Definitely depends on your area. Around here, I could probably ask for 100 bucks for the pair and get it. But around here, Chocolate cichlids are rare. I've never seen one in any of the pet stores......... ah wait, I take that back. I did see a juvie at a local ma and pa shop. He was about 3 inches and they wanted 30 bucks for him. So for a proven breeding pair, a gorgeous 10 inch male and female in mint condition... yeah. 100 bucks.

Your area may be different. If you see chocolates around quite a bit they might not be worth as much.

PS - Got any pics?

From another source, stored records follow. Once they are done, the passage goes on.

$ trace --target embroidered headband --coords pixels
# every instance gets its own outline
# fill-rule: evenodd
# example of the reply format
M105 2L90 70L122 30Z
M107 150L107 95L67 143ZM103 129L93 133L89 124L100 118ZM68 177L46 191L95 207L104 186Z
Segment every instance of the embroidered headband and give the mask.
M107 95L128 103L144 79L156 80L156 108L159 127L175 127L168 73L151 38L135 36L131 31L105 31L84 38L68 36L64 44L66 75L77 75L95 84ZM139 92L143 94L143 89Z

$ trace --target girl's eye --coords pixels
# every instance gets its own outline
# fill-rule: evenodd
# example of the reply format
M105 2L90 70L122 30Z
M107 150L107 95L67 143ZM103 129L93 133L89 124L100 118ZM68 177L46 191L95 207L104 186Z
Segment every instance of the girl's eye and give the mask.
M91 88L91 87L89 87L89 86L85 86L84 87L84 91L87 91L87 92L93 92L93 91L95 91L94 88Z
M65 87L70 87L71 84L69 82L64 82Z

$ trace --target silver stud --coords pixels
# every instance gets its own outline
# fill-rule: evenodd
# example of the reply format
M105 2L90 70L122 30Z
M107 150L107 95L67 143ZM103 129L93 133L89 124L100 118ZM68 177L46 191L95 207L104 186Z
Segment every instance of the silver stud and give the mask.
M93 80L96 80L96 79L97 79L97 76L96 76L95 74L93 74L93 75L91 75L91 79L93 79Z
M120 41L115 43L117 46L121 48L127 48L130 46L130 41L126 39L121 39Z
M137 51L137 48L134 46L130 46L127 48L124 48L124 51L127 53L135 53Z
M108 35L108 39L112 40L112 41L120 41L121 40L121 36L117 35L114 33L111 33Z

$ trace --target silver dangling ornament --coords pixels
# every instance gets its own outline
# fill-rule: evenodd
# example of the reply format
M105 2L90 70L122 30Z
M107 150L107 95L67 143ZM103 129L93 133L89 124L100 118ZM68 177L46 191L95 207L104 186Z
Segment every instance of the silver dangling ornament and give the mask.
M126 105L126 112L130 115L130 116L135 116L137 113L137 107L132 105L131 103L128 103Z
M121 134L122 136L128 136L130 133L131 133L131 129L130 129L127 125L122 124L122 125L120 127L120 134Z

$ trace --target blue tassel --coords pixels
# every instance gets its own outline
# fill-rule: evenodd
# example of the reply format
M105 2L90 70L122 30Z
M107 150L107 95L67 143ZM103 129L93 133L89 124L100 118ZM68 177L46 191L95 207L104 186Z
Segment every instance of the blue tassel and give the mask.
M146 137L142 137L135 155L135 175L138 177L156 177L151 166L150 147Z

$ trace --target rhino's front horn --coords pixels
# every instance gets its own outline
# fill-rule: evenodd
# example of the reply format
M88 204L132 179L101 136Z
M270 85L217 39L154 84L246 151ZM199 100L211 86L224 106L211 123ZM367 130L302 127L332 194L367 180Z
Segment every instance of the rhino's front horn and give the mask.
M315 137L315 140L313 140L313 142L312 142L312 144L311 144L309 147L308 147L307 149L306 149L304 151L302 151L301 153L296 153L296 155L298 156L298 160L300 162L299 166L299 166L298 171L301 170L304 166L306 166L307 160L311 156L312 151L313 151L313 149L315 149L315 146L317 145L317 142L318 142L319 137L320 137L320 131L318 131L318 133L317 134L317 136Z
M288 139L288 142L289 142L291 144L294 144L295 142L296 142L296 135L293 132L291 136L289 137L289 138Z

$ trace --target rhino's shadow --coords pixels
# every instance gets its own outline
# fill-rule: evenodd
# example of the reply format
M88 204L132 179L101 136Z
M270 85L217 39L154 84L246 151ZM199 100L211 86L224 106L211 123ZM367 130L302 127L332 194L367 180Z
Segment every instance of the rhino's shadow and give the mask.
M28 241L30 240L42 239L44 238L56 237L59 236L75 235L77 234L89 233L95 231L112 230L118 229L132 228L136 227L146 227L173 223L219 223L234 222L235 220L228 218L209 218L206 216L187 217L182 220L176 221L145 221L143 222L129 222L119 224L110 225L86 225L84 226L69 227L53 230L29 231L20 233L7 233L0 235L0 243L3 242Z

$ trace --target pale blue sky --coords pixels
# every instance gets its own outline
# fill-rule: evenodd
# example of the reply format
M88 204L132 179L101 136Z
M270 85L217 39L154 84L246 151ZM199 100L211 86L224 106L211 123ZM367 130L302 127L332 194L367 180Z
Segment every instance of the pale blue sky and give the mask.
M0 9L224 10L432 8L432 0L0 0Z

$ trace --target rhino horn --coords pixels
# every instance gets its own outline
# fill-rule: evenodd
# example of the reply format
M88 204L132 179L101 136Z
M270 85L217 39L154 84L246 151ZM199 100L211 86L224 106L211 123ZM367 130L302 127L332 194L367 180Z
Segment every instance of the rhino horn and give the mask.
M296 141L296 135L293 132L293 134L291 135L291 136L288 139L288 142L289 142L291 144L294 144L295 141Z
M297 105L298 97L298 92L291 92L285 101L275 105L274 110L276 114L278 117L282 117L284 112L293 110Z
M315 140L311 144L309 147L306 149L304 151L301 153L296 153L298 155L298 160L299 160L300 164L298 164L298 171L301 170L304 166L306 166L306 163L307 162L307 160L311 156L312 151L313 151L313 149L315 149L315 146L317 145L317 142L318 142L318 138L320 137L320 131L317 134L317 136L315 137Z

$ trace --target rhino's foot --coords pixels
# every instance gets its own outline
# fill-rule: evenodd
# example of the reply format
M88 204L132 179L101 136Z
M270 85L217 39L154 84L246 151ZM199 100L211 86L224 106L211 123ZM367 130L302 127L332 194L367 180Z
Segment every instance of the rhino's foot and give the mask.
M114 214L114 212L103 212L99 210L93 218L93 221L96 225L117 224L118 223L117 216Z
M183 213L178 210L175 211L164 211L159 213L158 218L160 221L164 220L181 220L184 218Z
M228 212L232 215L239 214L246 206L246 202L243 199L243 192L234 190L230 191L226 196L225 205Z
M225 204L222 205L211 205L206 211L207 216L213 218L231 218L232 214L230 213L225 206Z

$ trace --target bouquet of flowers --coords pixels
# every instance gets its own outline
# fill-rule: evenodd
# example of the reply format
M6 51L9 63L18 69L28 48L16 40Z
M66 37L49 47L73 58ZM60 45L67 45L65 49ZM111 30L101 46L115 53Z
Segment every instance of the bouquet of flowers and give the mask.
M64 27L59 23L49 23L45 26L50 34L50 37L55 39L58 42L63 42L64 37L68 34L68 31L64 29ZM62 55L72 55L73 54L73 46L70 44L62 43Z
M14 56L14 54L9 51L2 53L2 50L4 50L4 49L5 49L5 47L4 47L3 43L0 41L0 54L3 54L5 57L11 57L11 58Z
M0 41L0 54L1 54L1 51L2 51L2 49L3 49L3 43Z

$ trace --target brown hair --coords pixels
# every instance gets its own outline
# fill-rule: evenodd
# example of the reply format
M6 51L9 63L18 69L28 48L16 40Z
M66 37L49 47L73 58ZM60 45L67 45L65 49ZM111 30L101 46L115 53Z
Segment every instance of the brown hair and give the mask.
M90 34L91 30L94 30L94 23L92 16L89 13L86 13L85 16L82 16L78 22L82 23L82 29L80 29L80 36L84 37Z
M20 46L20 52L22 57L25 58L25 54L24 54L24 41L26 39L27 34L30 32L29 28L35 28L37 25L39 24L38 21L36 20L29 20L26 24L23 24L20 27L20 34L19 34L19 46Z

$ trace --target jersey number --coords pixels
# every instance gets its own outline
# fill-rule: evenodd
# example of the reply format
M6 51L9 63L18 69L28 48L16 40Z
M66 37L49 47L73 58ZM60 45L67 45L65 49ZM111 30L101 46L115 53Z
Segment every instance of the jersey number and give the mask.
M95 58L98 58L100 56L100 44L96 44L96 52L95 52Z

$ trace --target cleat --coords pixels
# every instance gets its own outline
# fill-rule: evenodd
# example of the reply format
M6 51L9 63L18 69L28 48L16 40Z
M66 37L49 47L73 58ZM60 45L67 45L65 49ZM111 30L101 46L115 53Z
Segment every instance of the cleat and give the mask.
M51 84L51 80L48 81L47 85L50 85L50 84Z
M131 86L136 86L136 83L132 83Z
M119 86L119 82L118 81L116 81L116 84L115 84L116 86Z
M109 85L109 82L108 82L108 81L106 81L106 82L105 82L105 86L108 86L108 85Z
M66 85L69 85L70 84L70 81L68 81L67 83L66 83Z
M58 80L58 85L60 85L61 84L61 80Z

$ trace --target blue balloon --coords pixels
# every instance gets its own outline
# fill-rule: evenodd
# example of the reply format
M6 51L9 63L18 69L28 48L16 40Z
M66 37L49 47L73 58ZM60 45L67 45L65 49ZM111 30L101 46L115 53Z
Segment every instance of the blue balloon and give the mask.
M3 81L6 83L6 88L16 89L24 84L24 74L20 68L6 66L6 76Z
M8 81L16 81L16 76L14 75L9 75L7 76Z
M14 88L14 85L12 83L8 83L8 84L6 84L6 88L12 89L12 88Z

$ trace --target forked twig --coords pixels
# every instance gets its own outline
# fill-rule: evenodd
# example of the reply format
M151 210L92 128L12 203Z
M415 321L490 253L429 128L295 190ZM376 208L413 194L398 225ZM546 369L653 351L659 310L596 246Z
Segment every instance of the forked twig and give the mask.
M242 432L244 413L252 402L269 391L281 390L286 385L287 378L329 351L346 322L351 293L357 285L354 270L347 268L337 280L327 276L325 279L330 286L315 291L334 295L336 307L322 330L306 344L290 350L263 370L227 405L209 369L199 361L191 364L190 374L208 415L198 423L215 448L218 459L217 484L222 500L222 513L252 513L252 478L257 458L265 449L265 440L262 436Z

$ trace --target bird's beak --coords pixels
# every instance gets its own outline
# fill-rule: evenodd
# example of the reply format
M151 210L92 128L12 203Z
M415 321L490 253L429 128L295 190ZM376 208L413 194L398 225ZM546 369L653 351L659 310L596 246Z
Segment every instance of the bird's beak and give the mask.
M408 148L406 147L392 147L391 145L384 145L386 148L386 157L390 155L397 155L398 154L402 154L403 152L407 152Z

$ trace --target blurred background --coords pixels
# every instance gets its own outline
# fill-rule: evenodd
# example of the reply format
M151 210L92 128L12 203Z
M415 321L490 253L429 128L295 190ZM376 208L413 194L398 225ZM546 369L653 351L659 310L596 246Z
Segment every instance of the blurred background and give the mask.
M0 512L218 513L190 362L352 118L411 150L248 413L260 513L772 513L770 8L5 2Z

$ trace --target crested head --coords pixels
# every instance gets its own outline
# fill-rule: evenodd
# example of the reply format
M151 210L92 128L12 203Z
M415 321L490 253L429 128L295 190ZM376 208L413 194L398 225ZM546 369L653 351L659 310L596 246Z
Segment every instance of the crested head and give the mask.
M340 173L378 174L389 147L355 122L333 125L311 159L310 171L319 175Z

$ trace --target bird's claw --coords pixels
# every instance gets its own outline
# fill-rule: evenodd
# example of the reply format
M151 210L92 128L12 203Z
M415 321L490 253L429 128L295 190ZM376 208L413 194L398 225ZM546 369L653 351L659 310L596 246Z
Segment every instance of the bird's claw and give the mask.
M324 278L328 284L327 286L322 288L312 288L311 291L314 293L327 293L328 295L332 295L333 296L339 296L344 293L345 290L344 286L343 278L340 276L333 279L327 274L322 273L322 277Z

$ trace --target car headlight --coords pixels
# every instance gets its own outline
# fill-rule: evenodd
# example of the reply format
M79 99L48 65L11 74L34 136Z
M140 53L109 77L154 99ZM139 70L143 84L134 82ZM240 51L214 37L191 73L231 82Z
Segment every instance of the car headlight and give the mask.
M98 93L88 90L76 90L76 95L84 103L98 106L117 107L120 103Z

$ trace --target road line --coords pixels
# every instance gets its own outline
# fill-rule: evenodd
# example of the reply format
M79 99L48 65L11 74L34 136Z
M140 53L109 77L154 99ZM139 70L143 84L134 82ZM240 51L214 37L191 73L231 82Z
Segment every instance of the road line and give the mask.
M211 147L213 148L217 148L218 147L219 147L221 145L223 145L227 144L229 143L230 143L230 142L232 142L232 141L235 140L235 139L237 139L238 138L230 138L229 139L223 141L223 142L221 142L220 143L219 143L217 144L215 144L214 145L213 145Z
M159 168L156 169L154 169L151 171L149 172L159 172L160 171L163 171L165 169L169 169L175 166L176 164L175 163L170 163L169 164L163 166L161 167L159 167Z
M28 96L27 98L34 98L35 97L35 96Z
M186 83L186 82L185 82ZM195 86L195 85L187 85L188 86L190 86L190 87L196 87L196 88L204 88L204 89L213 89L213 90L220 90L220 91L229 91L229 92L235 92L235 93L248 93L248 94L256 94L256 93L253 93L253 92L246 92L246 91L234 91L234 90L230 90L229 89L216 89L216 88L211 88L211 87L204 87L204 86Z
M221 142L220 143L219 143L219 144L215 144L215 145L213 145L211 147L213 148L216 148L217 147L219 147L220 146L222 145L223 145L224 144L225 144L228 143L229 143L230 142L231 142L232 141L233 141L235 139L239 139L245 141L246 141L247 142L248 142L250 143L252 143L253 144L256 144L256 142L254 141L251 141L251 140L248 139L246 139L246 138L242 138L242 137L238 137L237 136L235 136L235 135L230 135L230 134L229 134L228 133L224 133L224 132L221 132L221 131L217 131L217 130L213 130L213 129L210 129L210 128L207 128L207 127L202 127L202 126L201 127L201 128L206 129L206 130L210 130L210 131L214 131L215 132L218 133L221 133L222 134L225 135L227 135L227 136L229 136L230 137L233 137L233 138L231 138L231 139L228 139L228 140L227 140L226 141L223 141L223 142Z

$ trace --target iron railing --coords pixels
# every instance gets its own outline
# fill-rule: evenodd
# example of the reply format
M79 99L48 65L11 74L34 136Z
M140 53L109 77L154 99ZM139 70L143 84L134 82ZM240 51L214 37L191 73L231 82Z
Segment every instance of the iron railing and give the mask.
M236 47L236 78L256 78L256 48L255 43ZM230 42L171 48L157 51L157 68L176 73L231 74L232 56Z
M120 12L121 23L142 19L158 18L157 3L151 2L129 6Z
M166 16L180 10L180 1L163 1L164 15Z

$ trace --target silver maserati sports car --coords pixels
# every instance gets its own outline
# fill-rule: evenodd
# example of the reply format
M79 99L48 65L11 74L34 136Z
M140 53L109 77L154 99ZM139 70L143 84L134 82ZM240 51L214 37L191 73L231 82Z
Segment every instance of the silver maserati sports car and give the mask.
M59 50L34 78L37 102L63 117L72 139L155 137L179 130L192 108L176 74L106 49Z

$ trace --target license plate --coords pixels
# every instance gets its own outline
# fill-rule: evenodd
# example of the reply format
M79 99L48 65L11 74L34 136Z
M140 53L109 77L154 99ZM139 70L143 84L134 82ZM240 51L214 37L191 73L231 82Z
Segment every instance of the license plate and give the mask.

I love chocolate cichlids.


----------



## JJeepGirlwitFish (Oct 28, 2010)

I only have this one photo of them, i dont have a camera so my photos tend to be from my phone lol










thats rufus, my male




























The first picture is from when rufus was about 5 inches.... still a baby lol, big guy is pushing 11 inches now

the two photos of the solo fish are my large male, Rufus

the pic with two of them in it is the male and female


----------



## shef (Oct 3, 2004)

Keep the chocolates! They are incredible!


----------



## xXGrEeNxTeRrOrXx (Jan 25, 2006)

Awesome looking pair. Have you decided on a price?


----------



## Chromedome52 (Jul 25, 2009)

Those are some beautiful fish, quite different from the form we have up here in the Great Lakes region. Sometimes very large fish can be harder to sell than youngsters; often they have to be practically given away. Just ask the Fishguy here.

You might check around to see if any of the local fish clubs have auctions coming up, and check out the Hill Country Cichlid Club website, that might be your best bet to find someone who can appreciate such beautiful specimens.


----------



## mlancaster (Jul 24, 2009)

Hi *JJeepGirlwitFish*,

Great looking pair.

Thanks,
Matt


----------



## JJeepGirlwitFish (Oct 28, 2010)

*** already got someone interested in them, i just want to make sure that its a fair price i let them go for. Im thinking $150 for the pair of them. You can find juvi's around here at some select shops but i have never seen any other adults


----------



## JJeepGirlwitFish (Oct 28, 2010)

So its official, im going to sell the chocolates. i went to a LFS today and was drooling over some Cichla monoculus. OMG i cant wait!


----------



## JJeepGirlwitFish (Oct 28, 2010)

Do you think i could keep my chocolates and add the peacocks in there with no problems? the tank is 120gallons and is 60x20x24 (i thnk)

I have heard that if you have several fish in there it reduces aggression, but im not sure if they would be compatable


----------